At Thursday’s League of Women Voters of Lackawanna County debate at the University of Scranton, candidate Chris Chermak said many problems at the troubled county prison resulted from the hiring of relatives or friends of commissioners.
“The prison’s a disgrace,” Chermak said. “Some of the issues at the county, it comes down to people just don’t know what they’re doing.”
Michael Giannetta, Chermak’s running mate, agreed and called for requiring commissioners to publicly vote on hiring new employees, advertising all job openings and hiring based on merit.
“There’s too much hiring on who you know, who you donated to and what politician you know,” Giannetta said.

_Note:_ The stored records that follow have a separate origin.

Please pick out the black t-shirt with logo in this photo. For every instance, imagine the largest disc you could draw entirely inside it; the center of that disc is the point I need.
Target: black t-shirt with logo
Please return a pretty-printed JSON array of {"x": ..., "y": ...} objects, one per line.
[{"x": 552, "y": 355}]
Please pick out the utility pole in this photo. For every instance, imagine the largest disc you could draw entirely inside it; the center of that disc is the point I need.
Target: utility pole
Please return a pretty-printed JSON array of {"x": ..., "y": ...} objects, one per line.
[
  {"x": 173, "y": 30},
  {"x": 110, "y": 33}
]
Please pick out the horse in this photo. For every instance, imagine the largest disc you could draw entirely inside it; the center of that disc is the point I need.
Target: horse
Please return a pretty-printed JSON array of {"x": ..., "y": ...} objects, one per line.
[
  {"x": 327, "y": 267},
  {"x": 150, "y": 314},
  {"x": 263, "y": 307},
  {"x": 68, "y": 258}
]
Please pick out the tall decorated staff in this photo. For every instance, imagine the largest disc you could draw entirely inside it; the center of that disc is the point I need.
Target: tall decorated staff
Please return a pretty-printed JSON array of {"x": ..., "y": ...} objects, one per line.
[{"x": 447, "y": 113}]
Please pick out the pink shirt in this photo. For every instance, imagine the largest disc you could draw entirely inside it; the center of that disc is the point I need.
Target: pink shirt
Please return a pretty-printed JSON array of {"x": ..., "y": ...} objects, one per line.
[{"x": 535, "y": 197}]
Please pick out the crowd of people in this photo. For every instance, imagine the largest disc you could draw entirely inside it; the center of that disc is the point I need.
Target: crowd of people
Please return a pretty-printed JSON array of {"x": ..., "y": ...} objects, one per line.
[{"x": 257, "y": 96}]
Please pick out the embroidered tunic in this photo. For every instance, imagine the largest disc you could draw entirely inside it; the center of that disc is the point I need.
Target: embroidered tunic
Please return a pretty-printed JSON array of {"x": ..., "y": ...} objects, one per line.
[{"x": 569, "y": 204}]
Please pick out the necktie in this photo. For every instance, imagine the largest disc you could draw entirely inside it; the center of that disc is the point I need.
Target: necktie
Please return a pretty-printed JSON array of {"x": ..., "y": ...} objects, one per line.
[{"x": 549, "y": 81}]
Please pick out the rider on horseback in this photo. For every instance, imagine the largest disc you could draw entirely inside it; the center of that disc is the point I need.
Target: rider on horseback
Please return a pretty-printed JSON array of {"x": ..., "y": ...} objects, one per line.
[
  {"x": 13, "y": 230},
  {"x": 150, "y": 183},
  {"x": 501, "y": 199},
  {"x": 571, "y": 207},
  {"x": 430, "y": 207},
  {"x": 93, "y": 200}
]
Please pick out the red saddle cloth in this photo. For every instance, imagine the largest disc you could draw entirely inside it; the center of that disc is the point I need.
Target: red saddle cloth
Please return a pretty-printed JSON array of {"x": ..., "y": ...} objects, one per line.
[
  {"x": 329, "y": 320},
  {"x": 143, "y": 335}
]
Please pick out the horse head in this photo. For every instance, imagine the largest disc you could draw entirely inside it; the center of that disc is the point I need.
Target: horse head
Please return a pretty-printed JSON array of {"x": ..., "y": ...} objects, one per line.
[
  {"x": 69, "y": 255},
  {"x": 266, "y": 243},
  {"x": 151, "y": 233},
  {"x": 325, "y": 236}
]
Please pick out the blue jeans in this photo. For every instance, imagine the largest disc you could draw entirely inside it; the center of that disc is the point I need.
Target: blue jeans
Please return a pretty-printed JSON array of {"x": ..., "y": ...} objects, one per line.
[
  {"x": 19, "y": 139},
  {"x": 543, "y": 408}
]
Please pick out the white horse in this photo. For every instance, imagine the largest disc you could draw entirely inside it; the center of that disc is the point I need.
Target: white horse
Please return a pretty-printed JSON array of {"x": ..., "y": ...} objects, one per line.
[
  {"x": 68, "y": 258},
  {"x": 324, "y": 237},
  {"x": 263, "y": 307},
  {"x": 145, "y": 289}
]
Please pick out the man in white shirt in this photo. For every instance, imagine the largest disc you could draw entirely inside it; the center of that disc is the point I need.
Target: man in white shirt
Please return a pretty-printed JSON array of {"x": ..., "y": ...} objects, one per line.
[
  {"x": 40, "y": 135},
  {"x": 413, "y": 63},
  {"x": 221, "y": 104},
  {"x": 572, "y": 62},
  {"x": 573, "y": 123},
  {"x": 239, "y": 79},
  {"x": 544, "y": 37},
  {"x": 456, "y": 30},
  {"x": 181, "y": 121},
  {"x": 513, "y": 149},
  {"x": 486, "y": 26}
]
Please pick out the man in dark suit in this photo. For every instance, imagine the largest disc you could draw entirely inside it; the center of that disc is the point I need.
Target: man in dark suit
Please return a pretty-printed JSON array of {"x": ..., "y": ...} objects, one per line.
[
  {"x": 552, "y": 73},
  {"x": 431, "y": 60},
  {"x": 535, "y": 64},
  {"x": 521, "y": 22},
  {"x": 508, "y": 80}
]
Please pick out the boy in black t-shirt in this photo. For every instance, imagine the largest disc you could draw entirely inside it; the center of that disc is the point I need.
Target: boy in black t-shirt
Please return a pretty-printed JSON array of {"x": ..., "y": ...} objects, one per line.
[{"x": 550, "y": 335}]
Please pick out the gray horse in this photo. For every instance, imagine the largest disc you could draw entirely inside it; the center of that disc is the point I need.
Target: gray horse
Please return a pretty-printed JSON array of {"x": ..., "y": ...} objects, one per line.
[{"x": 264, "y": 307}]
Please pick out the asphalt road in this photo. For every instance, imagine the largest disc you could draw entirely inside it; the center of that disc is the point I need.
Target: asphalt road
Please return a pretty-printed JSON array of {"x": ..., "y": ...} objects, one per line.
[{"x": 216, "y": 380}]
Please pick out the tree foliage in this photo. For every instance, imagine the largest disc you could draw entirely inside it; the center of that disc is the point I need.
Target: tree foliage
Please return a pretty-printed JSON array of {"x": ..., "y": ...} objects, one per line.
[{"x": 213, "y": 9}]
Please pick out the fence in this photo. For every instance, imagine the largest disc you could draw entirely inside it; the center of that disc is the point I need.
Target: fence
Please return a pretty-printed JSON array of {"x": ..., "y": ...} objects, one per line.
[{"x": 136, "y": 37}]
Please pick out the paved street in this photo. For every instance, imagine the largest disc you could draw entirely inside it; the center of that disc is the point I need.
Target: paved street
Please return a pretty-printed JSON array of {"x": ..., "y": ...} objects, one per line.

County Commissioner Laureen Cummings accused Chermak of condemning hardworking county employees. She said county department heads interview prospective employees and recommend candidates to the commissioners, who interview them before choosing.
“Local government would be paralyzed by the need to make all hiring and firing of county employees at public meetings,” Cummings said. “We get hundreds of applications in the county on a weekly basis.”
The county’s human resources department keeps applications on file so the county always has candidates and doesn’t have to spend money advertising when a job comes open, she said.
On the need to reassess the value of all county property, each said they oppose the idea, but Cummings pointed out Chermak once supported reassessment.
“I’m not sure what changed his mind, but actually I’m happy he did,” Cummings said. She said she worked to ensure new construction gets added to tax rolls and had the results of assessment appeals posted on the county website.
In a recent interview, Chermak said meeting voters over the last year changed his mind about reassessment. Both he and Giannetta said Cummings herself once favored reassessment at a 2015 debate. Cummings did not respond to that claim, which could not be immediately verified.
Giannetta fears reassessment will hurt property owners who bought their homes decades ago.
“Those people are now senior citizens who are retired and on fixed incomes,” he said.
On a question about supporting the arts, Chermak said the county “definitely has to be involved in that.”
Cummings said the county has “great arts and culture programs” and noted that she shifted money away from an expensive library system lecture series, which created $168,000 more for the arts. She wanted to cut the county’s arts and culture tax because she felt the general fund could cover that money, she said.
Giannetta, who said he also favors supporting the arts, criticized Cummings for voting against $500 grants to support Greenfield Twp.’s centennial and a fair in Waverly Twp.
Cummings said she only opposed them because the grants came from state gambling tax money that should have gone toward reducing school property taxes.